[This is the second installment in a series.]

Laurel*, 27, was a short-timer in the restaurant industry. She spent eight to nine months working at a lively neighborhood restaurant and bar while studying for her college degree. She worked part-time — everyone works part-time, she says — or about 30 hours per week. She sums up the problems quite bluntly.

“You don't have any benefits. They talk to you like crap. [You can't] eat what you want. [You can't] take a full break. The cooks sometimes sexually harass you,” Laurel says. Customers often harassed the female waitstaff as well.

She started as a cocktail waitress on the bar side then moved to the dining side. “There's less hassle on the dining side,” she says. “You didn't get harassed by customers. The dining customers had more class.”

Her hourly wage was $8 plus tips. Shifts were 6-7 hours and she generally worked a daytime shift from 11 a.m. to 6 p.m. There were no health benefits, no vacation time, no overtime — even when managers routinely arrived late at the end of her shifts to make sure the registers were properly counted.

Perhaps most infuriating was the restaurant's rule that employees couldn't bring in any outside food. If they wanted to eat, they had to eat the restaurant's food — and pay full price for it. And they weren't allowed to buy sides; they could only buy entrees, which cost around $20. “You can't bring in outside food. If you do, you get suspended. It upset the associates because that food was not cheap,” she says. The other option was to not eat at all, which is what Laurel often did.

Sexual harassment by cooks and other male employees was also a problem, though not as much for Laurel as for some of her co-workers. “Guys like the ladies. Depending on what they're wearing, they say little comments or rub up against you. It makes it a little irritating. If we complain, the cooks say 'I'm just playing,' and it just gets wiped under the rug.”
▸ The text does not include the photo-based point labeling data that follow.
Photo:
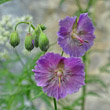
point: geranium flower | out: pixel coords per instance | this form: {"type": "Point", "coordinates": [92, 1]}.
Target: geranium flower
{"type": "Point", "coordinates": [76, 37]}
{"type": "Point", "coordinates": [58, 75]}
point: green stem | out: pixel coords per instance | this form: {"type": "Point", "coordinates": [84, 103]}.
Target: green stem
{"type": "Point", "coordinates": [19, 57]}
{"type": "Point", "coordinates": [89, 4]}
{"type": "Point", "coordinates": [84, 87]}
{"type": "Point", "coordinates": [55, 104]}
{"type": "Point", "coordinates": [24, 23]}
{"type": "Point", "coordinates": [79, 6]}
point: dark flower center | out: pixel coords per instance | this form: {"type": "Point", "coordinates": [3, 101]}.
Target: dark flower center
{"type": "Point", "coordinates": [74, 35]}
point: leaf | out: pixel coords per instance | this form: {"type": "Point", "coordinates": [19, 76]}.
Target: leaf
{"type": "Point", "coordinates": [3, 1]}
{"type": "Point", "coordinates": [96, 79]}
{"type": "Point", "coordinates": [41, 93]}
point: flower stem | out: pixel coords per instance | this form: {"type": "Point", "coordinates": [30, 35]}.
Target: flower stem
{"type": "Point", "coordinates": [24, 23]}
{"type": "Point", "coordinates": [79, 6]}
{"type": "Point", "coordinates": [17, 54]}
{"type": "Point", "coordinates": [55, 104]}
{"type": "Point", "coordinates": [84, 87]}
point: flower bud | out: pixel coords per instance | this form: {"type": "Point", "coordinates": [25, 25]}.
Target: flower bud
{"type": "Point", "coordinates": [29, 42]}
{"type": "Point", "coordinates": [35, 35]}
{"type": "Point", "coordinates": [14, 39]}
{"type": "Point", "coordinates": [43, 42]}
{"type": "Point", "coordinates": [42, 27]}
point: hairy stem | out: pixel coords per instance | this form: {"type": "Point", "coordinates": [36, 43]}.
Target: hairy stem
{"type": "Point", "coordinates": [55, 104]}
{"type": "Point", "coordinates": [84, 87]}
{"type": "Point", "coordinates": [79, 6]}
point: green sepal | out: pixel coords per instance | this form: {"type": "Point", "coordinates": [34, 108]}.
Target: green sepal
{"type": "Point", "coordinates": [35, 35]}
{"type": "Point", "coordinates": [29, 42]}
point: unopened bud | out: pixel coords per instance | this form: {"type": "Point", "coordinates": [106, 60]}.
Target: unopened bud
{"type": "Point", "coordinates": [29, 42]}
{"type": "Point", "coordinates": [35, 35]}
{"type": "Point", "coordinates": [14, 39]}
{"type": "Point", "coordinates": [43, 42]}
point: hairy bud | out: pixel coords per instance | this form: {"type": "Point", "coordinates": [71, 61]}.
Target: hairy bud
{"type": "Point", "coordinates": [29, 42]}
{"type": "Point", "coordinates": [14, 39]}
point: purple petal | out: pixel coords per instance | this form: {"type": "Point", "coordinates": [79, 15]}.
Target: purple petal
{"type": "Point", "coordinates": [85, 24]}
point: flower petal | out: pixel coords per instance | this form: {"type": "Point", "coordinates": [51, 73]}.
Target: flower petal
{"type": "Point", "coordinates": [85, 24]}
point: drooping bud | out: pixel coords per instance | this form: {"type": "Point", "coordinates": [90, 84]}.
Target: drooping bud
{"type": "Point", "coordinates": [43, 42]}
{"type": "Point", "coordinates": [35, 35]}
{"type": "Point", "coordinates": [29, 42]}
{"type": "Point", "coordinates": [42, 27]}
{"type": "Point", "coordinates": [14, 39]}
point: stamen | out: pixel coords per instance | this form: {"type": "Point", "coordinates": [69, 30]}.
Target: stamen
{"type": "Point", "coordinates": [81, 41]}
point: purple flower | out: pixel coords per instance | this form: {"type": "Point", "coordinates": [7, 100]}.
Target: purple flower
{"type": "Point", "coordinates": [76, 37]}
{"type": "Point", "coordinates": [58, 75]}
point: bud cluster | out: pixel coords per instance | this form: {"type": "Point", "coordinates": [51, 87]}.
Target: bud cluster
{"type": "Point", "coordinates": [36, 38]}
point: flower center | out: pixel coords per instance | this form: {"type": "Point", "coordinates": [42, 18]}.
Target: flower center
{"type": "Point", "coordinates": [74, 35]}
{"type": "Point", "coordinates": [59, 73]}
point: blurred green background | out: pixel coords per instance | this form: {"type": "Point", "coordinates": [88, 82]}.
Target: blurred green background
{"type": "Point", "coordinates": [18, 90]}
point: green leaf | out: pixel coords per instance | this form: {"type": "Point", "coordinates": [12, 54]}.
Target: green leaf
{"type": "Point", "coordinates": [96, 79]}
{"type": "Point", "coordinates": [41, 93]}
{"type": "Point", "coordinates": [3, 1]}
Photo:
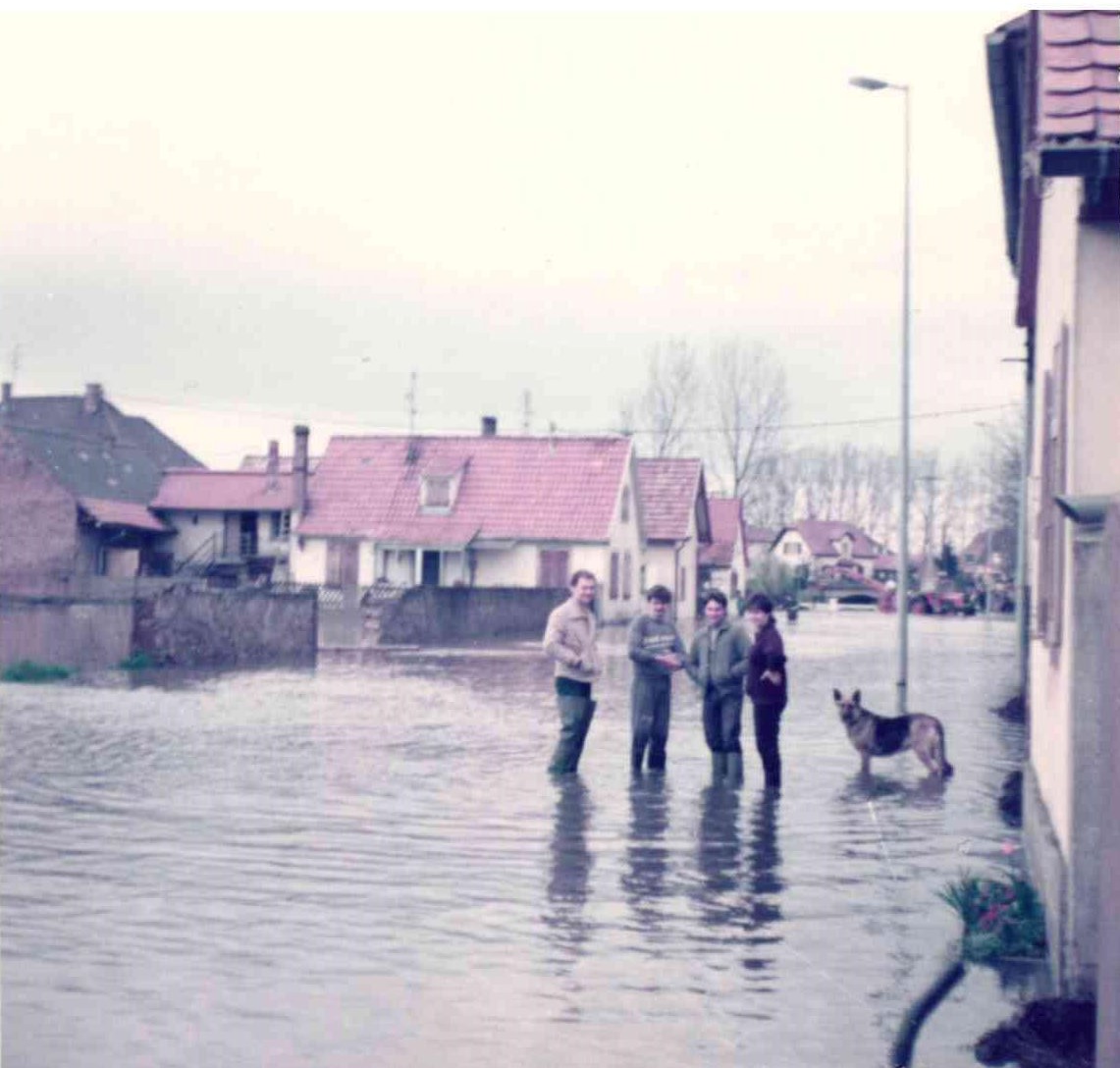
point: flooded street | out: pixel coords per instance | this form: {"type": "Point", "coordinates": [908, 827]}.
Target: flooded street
{"type": "Point", "coordinates": [367, 865]}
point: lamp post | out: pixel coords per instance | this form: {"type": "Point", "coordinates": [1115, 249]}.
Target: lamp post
{"type": "Point", "coordinates": [990, 517]}
{"type": "Point", "coordinates": [902, 599]}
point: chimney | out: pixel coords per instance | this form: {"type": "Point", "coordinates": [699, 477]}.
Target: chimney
{"type": "Point", "coordinates": [90, 403]}
{"type": "Point", "coordinates": [298, 470]}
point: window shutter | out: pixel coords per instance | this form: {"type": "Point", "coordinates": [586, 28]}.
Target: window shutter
{"type": "Point", "coordinates": [1045, 528]}
{"type": "Point", "coordinates": [1059, 454]}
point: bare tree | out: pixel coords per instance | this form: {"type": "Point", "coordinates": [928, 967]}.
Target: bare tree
{"type": "Point", "coordinates": [747, 396]}
{"type": "Point", "coordinates": [662, 412]}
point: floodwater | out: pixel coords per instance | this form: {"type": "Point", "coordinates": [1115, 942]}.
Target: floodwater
{"type": "Point", "coordinates": [367, 865]}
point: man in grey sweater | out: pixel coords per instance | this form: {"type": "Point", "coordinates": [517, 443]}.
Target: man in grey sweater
{"type": "Point", "coordinates": [570, 642]}
{"type": "Point", "coordinates": [657, 651]}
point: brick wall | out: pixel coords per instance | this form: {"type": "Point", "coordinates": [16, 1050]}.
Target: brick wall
{"type": "Point", "coordinates": [72, 634]}
{"type": "Point", "coordinates": [427, 614]}
{"type": "Point", "coordinates": [38, 518]}
{"type": "Point", "coordinates": [227, 628]}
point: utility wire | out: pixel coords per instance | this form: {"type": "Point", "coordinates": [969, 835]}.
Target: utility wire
{"type": "Point", "coordinates": [348, 420]}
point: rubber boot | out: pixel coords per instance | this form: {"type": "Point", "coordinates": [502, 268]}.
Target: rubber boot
{"type": "Point", "coordinates": [718, 767]}
{"type": "Point", "coordinates": [735, 770]}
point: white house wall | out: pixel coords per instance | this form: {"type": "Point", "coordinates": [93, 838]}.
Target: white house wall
{"type": "Point", "coordinates": [1056, 304]}
{"type": "Point", "coordinates": [190, 536]}
{"type": "Point", "coordinates": [1093, 438]}
{"type": "Point", "coordinates": [508, 566]}
{"type": "Point", "coordinates": [309, 563]}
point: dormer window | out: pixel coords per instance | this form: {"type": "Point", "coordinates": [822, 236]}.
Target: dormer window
{"type": "Point", "coordinates": [439, 487]}
{"type": "Point", "coordinates": [436, 492]}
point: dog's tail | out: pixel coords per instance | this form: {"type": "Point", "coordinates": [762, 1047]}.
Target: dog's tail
{"type": "Point", "coordinates": [946, 768]}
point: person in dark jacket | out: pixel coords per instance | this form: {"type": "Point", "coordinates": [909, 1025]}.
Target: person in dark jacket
{"type": "Point", "coordinates": [657, 651]}
{"type": "Point", "coordinates": [717, 663]}
{"type": "Point", "coordinates": [768, 686]}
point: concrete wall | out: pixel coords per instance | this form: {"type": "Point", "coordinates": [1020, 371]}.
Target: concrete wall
{"type": "Point", "coordinates": [1064, 857]}
{"type": "Point", "coordinates": [427, 614]}
{"type": "Point", "coordinates": [1049, 682]}
{"type": "Point", "coordinates": [38, 518]}
{"type": "Point", "coordinates": [227, 628]}
{"type": "Point", "coordinates": [74, 634]}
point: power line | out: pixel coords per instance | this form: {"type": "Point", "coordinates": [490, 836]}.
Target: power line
{"type": "Point", "coordinates": [339, 420]}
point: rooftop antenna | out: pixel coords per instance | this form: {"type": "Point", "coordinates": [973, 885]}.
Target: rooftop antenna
{"type": "Point", "coordinates": [411, 398]}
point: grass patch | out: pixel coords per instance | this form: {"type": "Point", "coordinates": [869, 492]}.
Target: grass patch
{"type": "Point", "coordinates": [137, 662]}
{"type": "Point", "coordinates": [32, 671]}
{"type": "Point", "coordinates": [1001, 917]}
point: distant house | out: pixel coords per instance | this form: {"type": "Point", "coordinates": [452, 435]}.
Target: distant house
{"type": "Point", "coordinates": [674, 507]}
{"type": "Point", "coordinates": [484, 510]}
{"type": "Point", "coordinates": [77, 477]}
{"type": "Point", "coordinates": [825, 547]}
{"type": "Point", "coordinates": [1054, 79]}
{"type": "Point", "coordinates": [236, 523]}
{"type": "Point", "coordinates": [723, 562]}
{"type": "Point", "coordinates": [990, 552]}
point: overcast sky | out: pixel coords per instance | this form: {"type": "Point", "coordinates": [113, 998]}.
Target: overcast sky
{"type": "Point", "coordinates": [237, 223]}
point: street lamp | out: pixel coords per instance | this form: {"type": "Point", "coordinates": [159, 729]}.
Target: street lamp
{"type": "Point", "coordinates": [902, 599]}
{"type": "Point", "coordinates": [990, 517]}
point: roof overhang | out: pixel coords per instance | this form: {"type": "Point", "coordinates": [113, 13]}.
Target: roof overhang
{"type": "Point", "coordinates": [1087, 509]}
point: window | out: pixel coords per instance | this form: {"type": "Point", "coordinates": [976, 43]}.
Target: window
{"type": "Point", "coordinates": [1050, 523]}
{"type": "Point", "coordinates": [436, 492]}
{"type": "Point", "coordinates": [553, 568]}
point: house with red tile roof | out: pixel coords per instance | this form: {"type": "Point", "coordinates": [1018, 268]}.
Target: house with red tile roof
{"type": "Point", "coordinates": [674, 508]}
{"type": "Point", "coordinates": [723, 562]}
{"type": "Point", "coordinates": [1054, 80]}
{"type": "Point", "coordinates": [826, 544]}
{"type": "Point", "coordinates": [77, 479]}
{"type": "Point", "coordinates": [236, 523]}
{"type": "Point", "coordinates": [486, 510]}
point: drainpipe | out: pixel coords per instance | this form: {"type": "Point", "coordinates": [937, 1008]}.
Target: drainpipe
{"type": "Point", "coordinates": [299, 471]}
{"type": "Point", "coordinates": [1022, 572]}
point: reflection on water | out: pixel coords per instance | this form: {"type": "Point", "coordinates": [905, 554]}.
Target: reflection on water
{"type": "Point", "coordinates": [648, 855]}
{"type": "Point", "coordinates": [367, 863]}
{"type": "Point", "coordinates": [570, 869]}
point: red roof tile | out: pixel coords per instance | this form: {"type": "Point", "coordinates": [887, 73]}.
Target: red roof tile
{"type": "Point", "coordinates": [725, 515]}
{"type": "Point", "coordinates": [517, 488]}
{"type": "Point", "coordinates": [121, 512]}
{"type": "Point", "coordinates": [760, 535]}
{"type": "Point", "coordinates": [823, 535]}
{"type": "Point", "coordinates": [200, 491]}
{"type": "Point", "coordinates": [1079, 75]}
{"type": "Point", "coordinates": [667, 489]}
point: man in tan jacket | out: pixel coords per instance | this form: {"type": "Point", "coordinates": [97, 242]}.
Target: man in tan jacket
{"type": "Point", "coordinates": [569, 639]}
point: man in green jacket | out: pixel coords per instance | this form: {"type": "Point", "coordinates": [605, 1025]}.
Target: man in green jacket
{"type": "Point", "coordinates": [657, 651]}
{"type": "Point", "coordinates": [718, 663]}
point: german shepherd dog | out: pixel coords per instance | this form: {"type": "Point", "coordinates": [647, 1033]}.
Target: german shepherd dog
{"type": "Point", "coordinates": [881, 735]}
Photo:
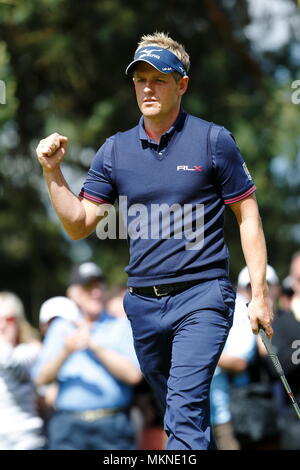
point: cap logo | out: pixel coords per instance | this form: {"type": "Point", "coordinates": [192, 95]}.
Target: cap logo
{"type": "Point", "coordinates": [149, 53]}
It doesn't have to be that way. Prior to working at this restaurant, Laurel worked at T.G.I. Friday's, which she praised for its management style. “It was completely different. T.G.I. Friday's was way better. They knew how to treat their employees. The associates in upper management like to feel they have someone they can talk to. If they don't understand something or if they're in the wrong, your supervisor is not going to come down on you, cussing you out like a dog in the street.”

Laurel recently left the restaurant and has a full-time office job.

[*Name and certain identifying details have been changed to protect her identity.]